PostNapisane: 28 cze 2006, 22:21
przez Briareos
brii napisał(a):Przyznam się bez bicia, że niekiedy wyrzucam ogryzki z jabłek do rowu jak jadę po jakiejś lokalnej drodze

To ja też się przyznam do tego :P Ew. czasem w dłuższej trasie jem jakieś kanapki (nie ja prowadzę wtedy), to okruszki lądują też za oknem. Ogólnie mam taką zasadę, że "biologiczne" odpadki to czasem wyrzucę, ale też tylko do rowu – na drogach, na których łatwiej trafić na traktor niż inny samochód. Cała reszta śmieci, jeśli się jakieś pojawią, ląduje pod/za siedzeniami i jest usuwana do koszy podczas postojów.

A nie drażnią was ludzie, którzy kupują żarcie na wynos, siadają sobie bokiem w otwartych drzwiach i konsumują – a potem wszystko co zostanie ląduje dokładnie w tym miejscu, oni się obracają, zamykają drzwi i odjeżdżają? Tudzież ci "dowcipnisie", dla których najlepszym żartem jest podłożyć te śmieci (wliczając w to butelki, także szklane) innym pod koła na parkingu?

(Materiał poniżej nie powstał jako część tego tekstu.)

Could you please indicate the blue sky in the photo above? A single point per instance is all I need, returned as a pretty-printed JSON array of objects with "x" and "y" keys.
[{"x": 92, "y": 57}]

PostNapisane: 28 cze 2006, 22:30
przez marakus
A nie drażnią was ludzie, którzy kupują żarcie na wynos, siadają sobie bokiem w otwartych drzwiach i konsumują – a potem wszystko co zostanie ląduje dokładnie w tym miejscu, oni się obracają, zamykają drzwi i odjeżdżają? Tudzież ci "dowcipnisie", dla których najlepszym żartem jest podłożyć te śmieci (wliczając w to butelki, także szklane) innym pod koła na parkingu?